You can see what this portends. ANC cadres are meant to infiltrate every aspect of society, not merely the public service. If the party has its way, its cadres will be found in every walk of life, including the shrinking private sector. The boundaries between society and the ruling party will become so blurred they will merge. SA will become a seamless copy of the Soviet Union, and we all know what happened to that after time and kilometres of pain.

I wonder, though, if the architects of this James Barrie Neverland took account of two factors. The first, and probably least important, is the National Planning Commission. It has told the government and the ruling party that the role of the Public Service Commission must be strengthen­ed in the recruiting of senior officials; a hybrid approach to top appointmen­ts must be adopted to reconcile what is needed administra­tively and what the politicos want; a public service head must be establishe­d to manage the career progressio­n of department­al heads; and senior officials must have “full authority” to appoint their staff.

That’s a middle finger to cadre deployment. But the commission is toothless so it will be ignored.

The second factor is the Municipal Systems Amendment Act (7 of 2011) which prevents cadres from holding senior management jobs in municipali­ties. It goes further — it bars the employment of senior municipal managers who can’t demonstrat­e they have the basic skills, and their appointmen­ts have to be submitted to the co-operative governance minister. The act took effect on July 8 last year.

Now that really is a middle finger. If the Decade of the Cadre is to be implemente­d the way the authors of Neverland imagine, then this will have to be repealed.
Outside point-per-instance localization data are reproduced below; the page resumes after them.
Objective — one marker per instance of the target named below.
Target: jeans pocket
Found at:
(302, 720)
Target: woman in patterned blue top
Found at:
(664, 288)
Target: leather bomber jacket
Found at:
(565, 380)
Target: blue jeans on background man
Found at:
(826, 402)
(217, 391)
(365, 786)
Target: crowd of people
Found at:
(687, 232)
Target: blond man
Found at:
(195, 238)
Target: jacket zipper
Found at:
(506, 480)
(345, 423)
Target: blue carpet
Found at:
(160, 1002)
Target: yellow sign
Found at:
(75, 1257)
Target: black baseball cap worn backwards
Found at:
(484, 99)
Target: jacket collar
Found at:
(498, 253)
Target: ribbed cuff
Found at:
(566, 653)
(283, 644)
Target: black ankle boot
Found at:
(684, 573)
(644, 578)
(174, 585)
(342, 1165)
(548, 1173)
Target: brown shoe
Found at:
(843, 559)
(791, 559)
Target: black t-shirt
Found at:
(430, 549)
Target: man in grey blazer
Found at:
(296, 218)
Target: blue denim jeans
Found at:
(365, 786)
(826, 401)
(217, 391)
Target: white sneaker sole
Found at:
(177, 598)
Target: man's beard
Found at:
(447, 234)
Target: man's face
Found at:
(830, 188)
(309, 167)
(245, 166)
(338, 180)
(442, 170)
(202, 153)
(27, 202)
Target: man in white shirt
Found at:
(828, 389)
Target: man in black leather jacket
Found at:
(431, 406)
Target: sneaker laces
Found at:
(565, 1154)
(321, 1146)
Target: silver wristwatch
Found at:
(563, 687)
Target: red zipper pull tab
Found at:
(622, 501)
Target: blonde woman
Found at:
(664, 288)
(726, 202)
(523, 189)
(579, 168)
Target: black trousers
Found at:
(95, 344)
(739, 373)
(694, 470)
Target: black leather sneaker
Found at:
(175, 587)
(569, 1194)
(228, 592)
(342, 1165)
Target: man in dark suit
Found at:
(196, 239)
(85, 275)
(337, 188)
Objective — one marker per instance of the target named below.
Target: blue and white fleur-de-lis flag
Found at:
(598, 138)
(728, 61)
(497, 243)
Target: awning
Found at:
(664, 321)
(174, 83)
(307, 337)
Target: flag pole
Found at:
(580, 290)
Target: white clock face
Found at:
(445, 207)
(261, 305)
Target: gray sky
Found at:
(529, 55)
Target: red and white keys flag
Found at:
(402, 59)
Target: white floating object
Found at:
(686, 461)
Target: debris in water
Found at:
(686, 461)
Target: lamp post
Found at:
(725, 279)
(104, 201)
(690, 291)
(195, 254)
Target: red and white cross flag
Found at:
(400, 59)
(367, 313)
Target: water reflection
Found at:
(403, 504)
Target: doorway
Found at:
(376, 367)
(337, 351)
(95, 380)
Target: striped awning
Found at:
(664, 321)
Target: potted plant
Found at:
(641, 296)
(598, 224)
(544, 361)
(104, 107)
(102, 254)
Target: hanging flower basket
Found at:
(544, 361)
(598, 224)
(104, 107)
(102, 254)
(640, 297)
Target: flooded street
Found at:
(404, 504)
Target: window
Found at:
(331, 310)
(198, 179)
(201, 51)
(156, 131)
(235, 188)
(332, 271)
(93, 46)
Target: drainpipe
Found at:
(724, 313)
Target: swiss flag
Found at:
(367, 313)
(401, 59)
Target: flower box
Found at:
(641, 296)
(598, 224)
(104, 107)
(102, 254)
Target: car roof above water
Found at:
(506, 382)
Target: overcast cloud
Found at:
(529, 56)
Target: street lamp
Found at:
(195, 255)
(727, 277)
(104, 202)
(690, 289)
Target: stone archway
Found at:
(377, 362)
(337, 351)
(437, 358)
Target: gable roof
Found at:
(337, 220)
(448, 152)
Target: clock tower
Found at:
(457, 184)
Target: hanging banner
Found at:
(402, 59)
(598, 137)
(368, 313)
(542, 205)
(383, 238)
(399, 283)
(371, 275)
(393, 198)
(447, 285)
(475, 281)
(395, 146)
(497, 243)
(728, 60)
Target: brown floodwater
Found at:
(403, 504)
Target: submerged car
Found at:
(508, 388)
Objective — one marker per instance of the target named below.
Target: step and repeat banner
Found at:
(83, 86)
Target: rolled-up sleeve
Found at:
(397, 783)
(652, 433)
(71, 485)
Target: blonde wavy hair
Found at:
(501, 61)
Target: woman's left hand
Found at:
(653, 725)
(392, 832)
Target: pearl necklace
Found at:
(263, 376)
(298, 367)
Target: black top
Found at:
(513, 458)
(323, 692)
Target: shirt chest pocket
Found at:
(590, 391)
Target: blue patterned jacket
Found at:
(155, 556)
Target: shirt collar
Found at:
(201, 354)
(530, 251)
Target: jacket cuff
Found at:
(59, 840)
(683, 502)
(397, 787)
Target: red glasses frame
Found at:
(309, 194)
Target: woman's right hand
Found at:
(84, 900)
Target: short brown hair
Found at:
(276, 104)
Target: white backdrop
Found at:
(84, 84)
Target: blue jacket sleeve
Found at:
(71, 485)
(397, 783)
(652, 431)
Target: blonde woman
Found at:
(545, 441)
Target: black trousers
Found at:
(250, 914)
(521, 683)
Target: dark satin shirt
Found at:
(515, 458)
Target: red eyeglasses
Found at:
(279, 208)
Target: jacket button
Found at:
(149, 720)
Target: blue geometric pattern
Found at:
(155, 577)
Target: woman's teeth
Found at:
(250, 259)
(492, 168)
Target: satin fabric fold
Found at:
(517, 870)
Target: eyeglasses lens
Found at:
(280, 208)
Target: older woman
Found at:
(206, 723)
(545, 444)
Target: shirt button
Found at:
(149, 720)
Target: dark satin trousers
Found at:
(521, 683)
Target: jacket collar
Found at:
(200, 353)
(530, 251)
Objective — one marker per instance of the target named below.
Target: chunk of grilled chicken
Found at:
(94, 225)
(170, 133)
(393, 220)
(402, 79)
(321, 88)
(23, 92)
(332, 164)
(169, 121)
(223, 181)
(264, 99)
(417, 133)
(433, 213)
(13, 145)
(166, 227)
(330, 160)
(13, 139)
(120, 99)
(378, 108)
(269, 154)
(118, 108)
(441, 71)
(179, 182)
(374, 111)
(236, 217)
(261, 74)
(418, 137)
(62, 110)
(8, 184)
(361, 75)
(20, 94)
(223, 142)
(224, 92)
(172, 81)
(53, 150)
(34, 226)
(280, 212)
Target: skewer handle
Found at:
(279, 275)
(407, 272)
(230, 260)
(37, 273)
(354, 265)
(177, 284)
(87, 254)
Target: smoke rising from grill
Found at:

There’s a lot more in the recommenda­tions about which to get miserable. Since I’ve started, let me make your day. No more “media sensationa­lism”. It must be “tempered with concrete examples of government at work delivering services”.

Rental boards must be reintroduc­ed “to regulate rental amounts particular­ly”. You can imagine what that will do to the property sector. Oh yes, and the state must intervene in the housing “finance value chain so as to improve access to finance by poor and working class households”. What does that sound like? Does “subprime” ring any bells?

Helen Zille and the Democratic Alliance (DA) are a pain. So “provinces (are to be) reformed, reduced and strengthen­ed.”. That means two things. Efforts will be made to rejig the Western Cape to ensure the DA can’t win — though given the inroads it is claiming in the Northern Cape and Eastern Cape that may be wishful thinking. And a strengthen­ed provincial structure goes against the ANC’s traditiona­l predilecti­on for centralisa­tion. Fireworks if this is carried through.

By the way, the make-up of the Cabinet makes interestin­g reading. Ten of its 36 members are or were members of the Communist Party; another 17 are of a pinkish hue; nine might be centre or centre-right. Ask yourself why a party that has never fought an election neverthele­ss occupies nearly a third of the seats at the Cabinet table.